While working on a completely different project I discovered something curious on Amazon. That product was moldable thermoplastic pellets.
Shaped in balls like smaller-than-usual airsoft pellets, moldable thermoplastic melts at just 140F, can be formed like clay, and then increases in hardness as it approaches room temperature.
There are seemingly endless uses for this product, but I had a pet one in mind for the test: a US Optics turret tool.
With most scopes (several of them being US Optics) a simple hex wrench can be used to float turrets back to zero after obtaining a physical zero.
But no, not the case with the USO BT-10.
While official instructions say to press down with your palm on the top and rotate, the reality meant several friends and I tried in vain to accomplish this for about an hour.
And once you get it, it has to be pushed back in the same way.
Either way you cut it, it sucked on both ends.
So, a US Optics BT-10 tool it would be.
Firstly, you heat up some water at a medium temperature. Then drop some thermoplastic in place. Once it's clear, then it's pliable.

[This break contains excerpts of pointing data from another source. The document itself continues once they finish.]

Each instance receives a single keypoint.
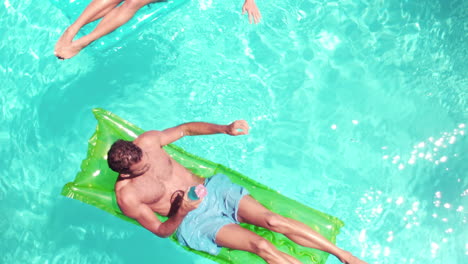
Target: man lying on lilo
(113, 16)
(151, 181)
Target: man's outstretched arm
(236, 128)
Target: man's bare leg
(112, 20)
(95, 10)
(252, 212)
(235, 237)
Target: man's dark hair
(122, 155)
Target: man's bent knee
(262, 247)
(135, 4)
(275, 222)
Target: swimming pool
(357, 108)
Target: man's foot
(348, 258)
(68, 51)
(65, 39)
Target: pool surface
(357, 108)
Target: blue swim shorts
(219, 207)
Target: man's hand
(252, 10)
(239, 127)
(188, 205)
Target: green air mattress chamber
(115, 40)
(94, 185)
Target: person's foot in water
(68, 51)
(63, 42)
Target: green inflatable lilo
(94, 185)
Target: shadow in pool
(94, 232)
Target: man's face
(140, 167)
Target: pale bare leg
(235, 237)
(252, 212)
(95, 10)
(113, 19)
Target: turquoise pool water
(357, 108)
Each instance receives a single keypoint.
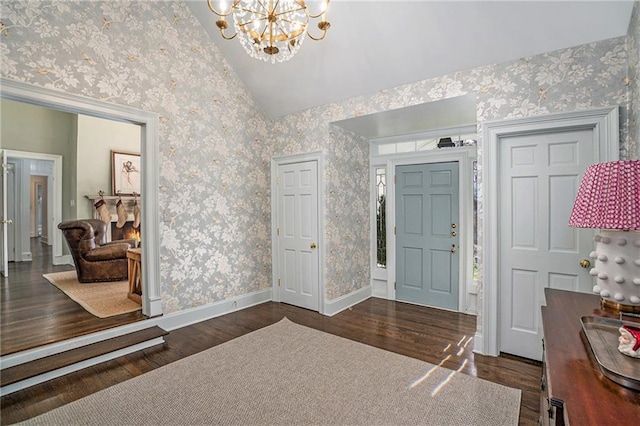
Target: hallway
(34, 313)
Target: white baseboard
(332, 307)
(65, 259)
(201, 313)
(379, 288)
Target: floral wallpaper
(633, 46)
(214, 151)
(215, 147)
(582, 77)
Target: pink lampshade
(608, 197)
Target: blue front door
(427, 234)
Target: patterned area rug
(288, 374)
(103, 300)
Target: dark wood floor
(33, 312)
(415, 331)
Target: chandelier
(270, 30)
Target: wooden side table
(135, 275)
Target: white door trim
(75, 104)
(465, 157)
(56, 194)
(604, 122)
(318, 157)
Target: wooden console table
(574, 390)
(135, 275)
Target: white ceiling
(375, 45)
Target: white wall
(97, 137)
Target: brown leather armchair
(96, 259)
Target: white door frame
(604, 122)
(56, 195)
(75, 104)
(318, 157)
(465, 157)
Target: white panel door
(539, 179)
(298, 234)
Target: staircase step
(44, 365)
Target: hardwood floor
(414, 331)
(33, 312)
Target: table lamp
(609, 199)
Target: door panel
(539, 178)
(426, 208)
(297, 201)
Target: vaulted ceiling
(374, 45)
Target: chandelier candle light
(609, 199)
(270, 30)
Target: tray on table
(602, 335)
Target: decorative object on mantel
(136, 212)
(101, 208)
(629, 341)
(125, 173)
(270, 30)
(609, 199)
(121, 212)
(445, 143)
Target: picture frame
(125, 173)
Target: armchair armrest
(110, 251)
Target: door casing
(604, 122)
(318, 157)
(465, 157)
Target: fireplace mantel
(110, 201)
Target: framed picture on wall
(125, 173)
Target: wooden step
(44, 365)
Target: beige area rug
(103, 300)
(288, 374)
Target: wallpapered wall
(214, 153)
(583, 77)
(633, 46)
(215, 147)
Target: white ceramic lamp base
(617, 269)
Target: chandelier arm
(324, 33)
(284, 12)
(222, 14)
(326, 6)
(292, 34)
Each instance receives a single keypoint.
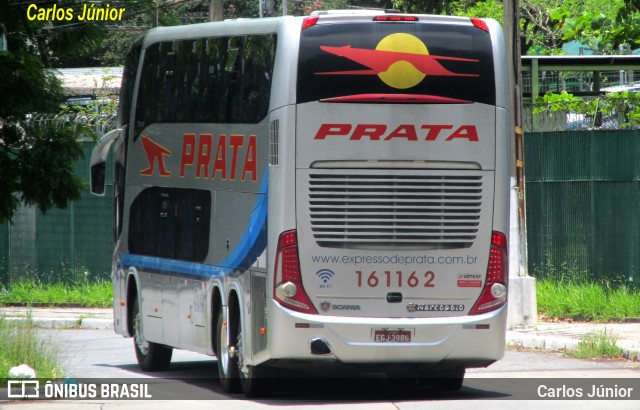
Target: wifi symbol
(325, 275)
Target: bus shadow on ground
(198, 380)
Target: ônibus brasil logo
(400, 60)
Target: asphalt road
(517, 381)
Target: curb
(68, 323)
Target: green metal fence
(67, 244)
(583, 202)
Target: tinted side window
(441, 60)
(171, 223)
(218, 80)
(128, 82)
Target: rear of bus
(399, 252)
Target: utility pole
(216, 10)
(522, 287)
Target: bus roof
(220, 28)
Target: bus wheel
(227, 364)
(152, 357)
(256, 381)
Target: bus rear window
(395, 62)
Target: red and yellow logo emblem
(400, 60)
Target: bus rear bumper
(465, 341)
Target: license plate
(392, 336)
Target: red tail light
(395, 18)
(287, 286)
(309, 21)
(494, 294)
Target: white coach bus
(324, 193)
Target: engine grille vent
(395, 211)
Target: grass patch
(597, 344)
(98, 293)
(569, 294)
(20, 344)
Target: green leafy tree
(36, 162)
(603, 30)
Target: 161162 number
(395, 279)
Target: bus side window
(171, 223)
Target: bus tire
(152, 357)
(227, 365)
(256, 381)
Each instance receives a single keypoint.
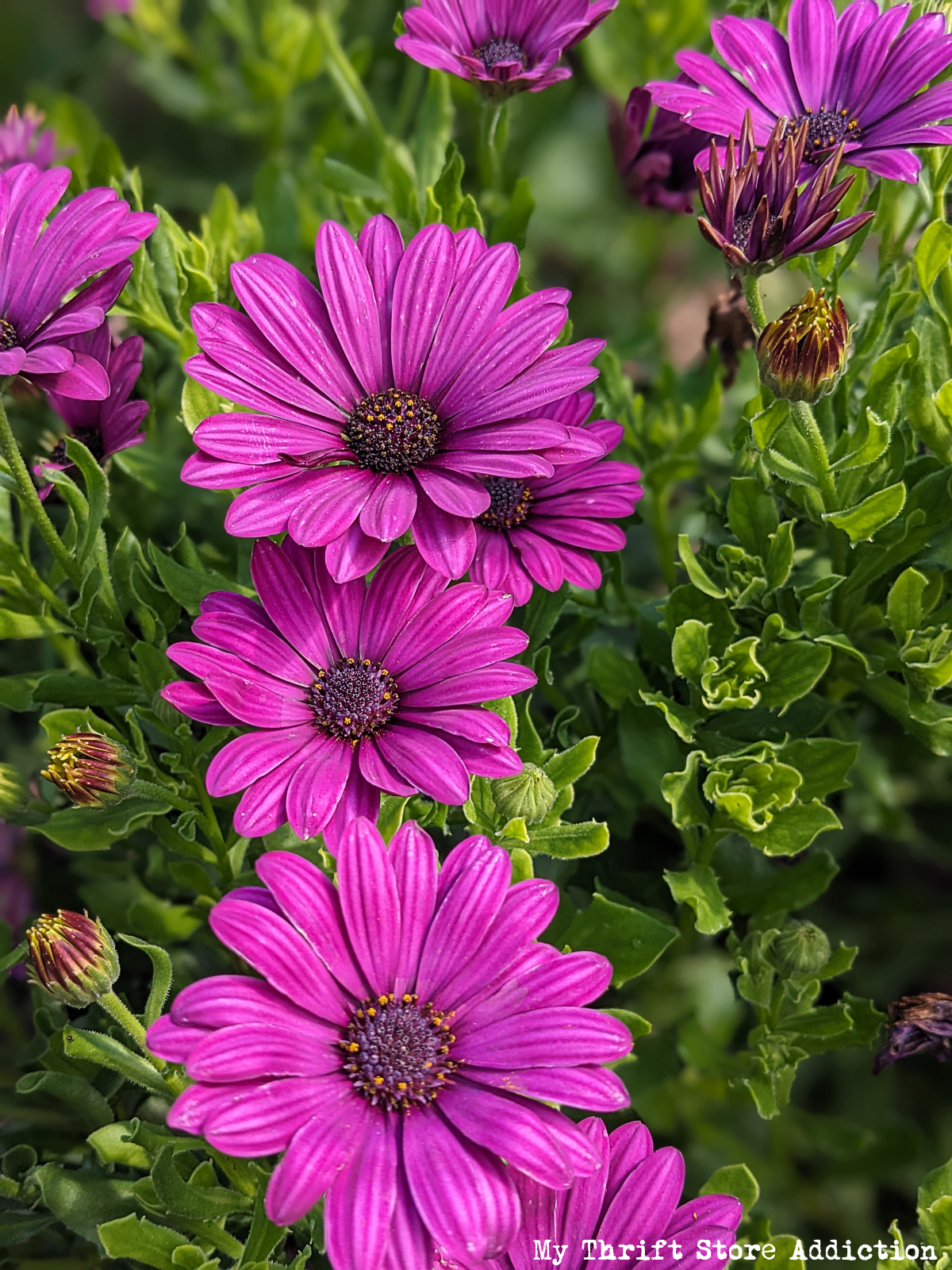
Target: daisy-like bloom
(410, 1032)
(657, 168)
(757, 216)
(632, 1197)
(109, 425)
(378, 400)
(41, 264)
(351, 689)
(543, 530)
(854, 79)
(23, 140)
(503, 46)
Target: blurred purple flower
(757, 216)
(406, 370)
(503, 46)
(109, 425)
(918, 1026)
(351, 687)
(543, 529)
(852, 78)
(410, 1033)
(634, 1195)
(41, 264)
(657, 169)
(22, 140)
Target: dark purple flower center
(8, 336)
(90, 437)
(397, 1052)
(508, 503)
(497, 51)
(393, 431)
(825, 130)
(353, 698)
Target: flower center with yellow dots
(397, 1052)
(353, 698)
(393, 431)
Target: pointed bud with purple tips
(90, 768)
(755, 213)
(73, 958)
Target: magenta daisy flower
(378, 402)
(25, 140)
(409, 1034)
(109, 425)
(854, 78)
(501, 46)
(631, 1198)
(351, 689)
(41, 264)
(543, 530)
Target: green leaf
(734, 1180)
(29, 625)
(95, 829)
(904, 603)
(113, 1145)
(569, 841)
(866, 518)
(82, 1199)
(698, 887)
(681, 791)
(691, 649)
(793, 829)
(630, 939)
(573, 764)
(752, 514)
(696, 572)
(793, 670)
(822, 762)
(92, 1109)
(162, 976)
(141, 1240)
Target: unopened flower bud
(531, 794)
(73, 956)
(90, 768)
(804, 353)
(801, 948)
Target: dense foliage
(739, 740)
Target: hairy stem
(29, 499)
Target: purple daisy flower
(351, 687)
(410, 1032)
(42, 264)
(852, 78)
(541, 530)
(378, 400)
(23, 140)
(631, 1198)
(657, 169)
(109, 425)
(503, 46)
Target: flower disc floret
(397, 1053)
(854, 79)
(503, 48)
(404, 1049)
(349, 690)
(378, 404)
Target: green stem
(492, 143)
(755, 304)
(31, 503)
(348, 82)
(804, 417)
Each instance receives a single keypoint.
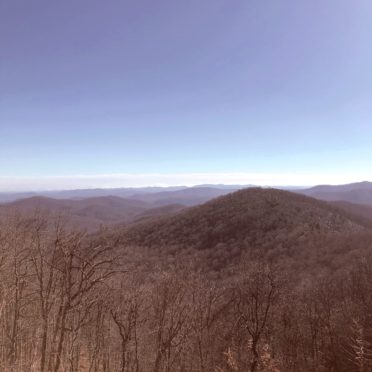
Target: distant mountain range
(92, 208)
(357, 193)
(275, 222)
(6, 197)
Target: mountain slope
(87, 213)
(265, 219)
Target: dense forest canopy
(257, 280)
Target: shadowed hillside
(86, 213)
(273, 221)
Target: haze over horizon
(138, 93)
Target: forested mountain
(88, 213)
(202, 193)
(257, 280)
(278, 223)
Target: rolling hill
(359, 193)
(87, 213)
(274, 221)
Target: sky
(137, 92)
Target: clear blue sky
(248, 87)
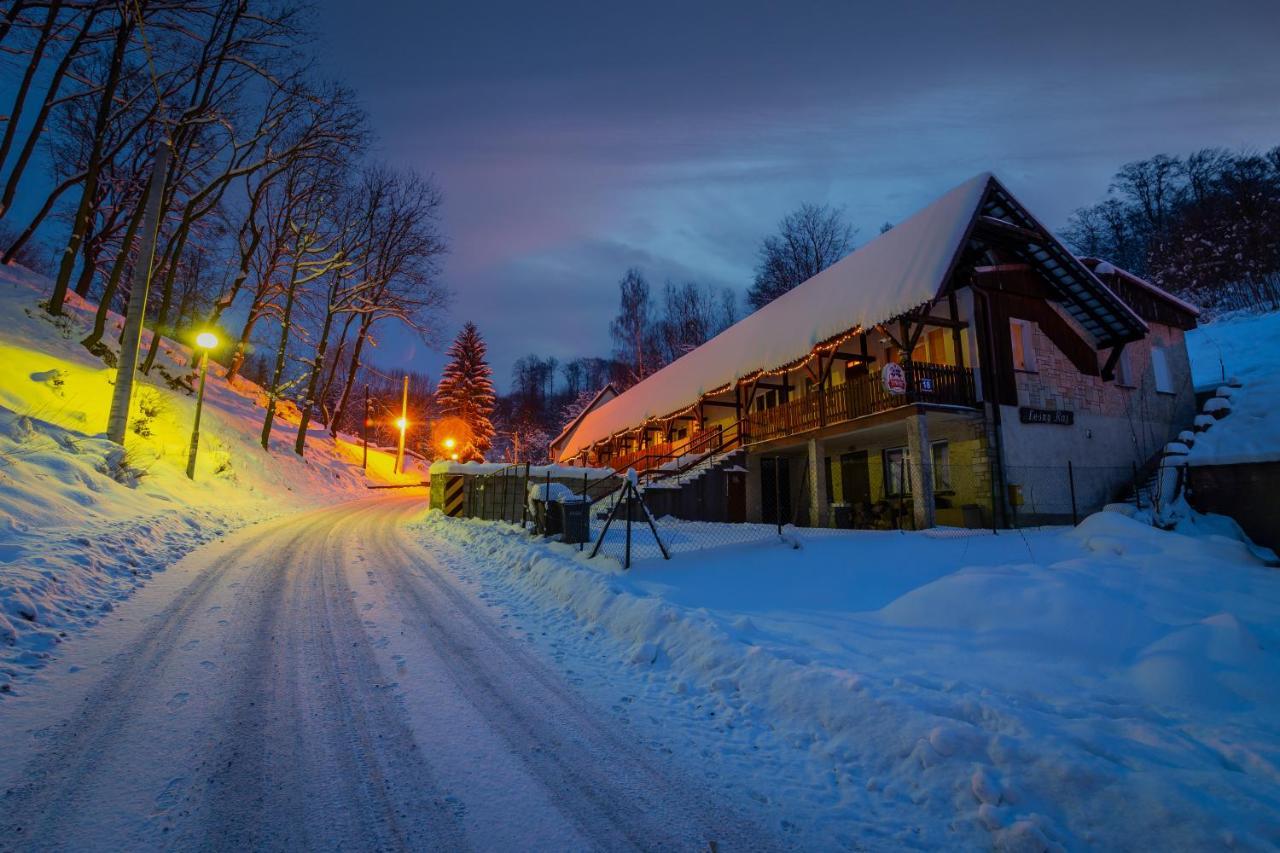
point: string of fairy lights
(819, 351)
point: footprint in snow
(168, 798)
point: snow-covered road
(320, 682)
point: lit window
(937, 342)
(1023, 342)
(897, 480)
(941, 466)
(1160, 366)
(1124, 369)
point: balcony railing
(927, 383)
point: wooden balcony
(927, 383)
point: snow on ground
(82, 521)
(1110, 687)
(1243, 347)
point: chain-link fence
(970, 497)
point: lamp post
(403, 424)
(205, 341)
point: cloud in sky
(576, 140)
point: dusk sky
(577, 140)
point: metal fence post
(629, 492)
(524, 500)
(777, 495)
(1070, 480)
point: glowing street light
(402, 422)
(205, 341)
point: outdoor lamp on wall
(205, 341)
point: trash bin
(575, 520)
(548, 518)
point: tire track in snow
(615, 790)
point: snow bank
(1109, 687)
(83, 521)
(1240, 424)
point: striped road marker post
(453, 495)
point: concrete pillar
(754, 507)
(818, 500)
(920, 471)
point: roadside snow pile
(1111, 685)
(85, 521)
(1242, 424)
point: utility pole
(122, 395)
(403, 425)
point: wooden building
(945, 373)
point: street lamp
(205, 341)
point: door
(855, 478)
(735, 495)
(776, 489)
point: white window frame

Then all you have to do is mold it around an object. I have found that it does not stick to treated metal but may to plastics (so use a release agent like PAM). As it comes to temperature, it becomes opaque again.
[Note that I did attempt to add texture which is why it looks so rough]
Does it work?
The extra area and easier grip makes floating turrets a HELLUVA lot easier with this scope.
The best part is, if you muck it up it can be re-melted and reused.